Steve, after updating both server and client to 2.5.9, I don't get the crash. The message on the client is as expected: munge: Error: Unable to access "/var/run/munge/munge.socket.2": No such file or directory Communication failure. pbsnodes: cannot connect to server torqueserver.testbed, error=15009 (munge executable not found, unable to authenticate) This is normal as munge isn't used on worker nodes.
Great, that gives me something to work with, will try and get something done by or on the weekend. If necessary 2.5.9 goes out. We should add a comment to the karma pages about this. Thanks again. Steve.
>pbsnodes: cannot connect to server torqueserver.testbed, error=15009 (munge >executable not found, unable to authenticate) is the munge executable really not on a host where pbsnodes is? That makes no sense.
> is the munge executable really not on a host where pbsnodes is? That makes no > sense. Munge isn't required for worker nodes AFAIK. So my 'test' to run pbsnodes was a bit silly in the first place; I did that just out of curiosity.
(In reply to comment #5) > > is the munge executable really not on a host where pbsnodes is? That makes no > > sense. > > Munge isn't required for worker nodes AFAIK. So my 'test' to run pbsnodes was a > bit silly in the first place; I did that just out of curiosity. Okay but pbsnodes is in a package then munge should at least be isntalled even if it's not running.
(In reply to comment #6) > Okay but pbsnodes is in a package then munge should at least be isntalled even > if it's not running. Looks like a missing dependency of torque-client on munge.
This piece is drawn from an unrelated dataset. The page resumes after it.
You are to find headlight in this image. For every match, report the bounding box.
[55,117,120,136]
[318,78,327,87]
>Testing the new version torque-2.5.7-6.el5.x86_64.rpm. > > Running pbs_server (with munge) on one machine, and doing pbsnodes from another > machine (where munge isn't running) results in a crash of pbs_server. > Have reproduced now on el6 with torque-2.5.7-8.el6 which is the same patch set. Steve.
torque-2.5.7-7.el5 has been submitted as an update for Fedora EPEL 5. https://admin.fedoraproject.org/updates/torque-2.5.7-7.el5
torque-2.5.7-9.el6 has been submitted as an update for Fedora EPEL 6. https://admin.fedoraproject.org/updates/torque-2.5.7-9.el6
torque-2.5.7-7.el4 has been submitted as an update for Fedora EPEL 4. https://admin.fedoraproject.org/updates/torque-2.5.7-7.el4
Package torque-2.5.7-9.el6: * should fix your issue, * was pushed to the Fedora EPEL 6 testing repository, * should be available at your local mirror within two days. Update it with: # su -c 'yum update --enablerepo=epel-testing torque-2.5.7-9.el6' as soon as you are able to. Please go to the following url: https://admin.fedoraproject.org/updates/FEDORA-EPEL-2011-5157/torque-2.5.7-9.el6 then log in and leave karma (feedback).
torque-2.5.7-7.el5 has been pushed to the Fedora EPEL 5 stable repository. If problems still persist, please make note of it in this bug report.
torque-2.5.7-7.el4 has been pushed to the Fedora EPEL 4 stable repository. If problems still persist, please make note of it in this bug report.
torque-2.5.7-9.el6 has been pushed to the Fedora EPEL 6 stable repository. If problems still persist, please make note of it in this bug report.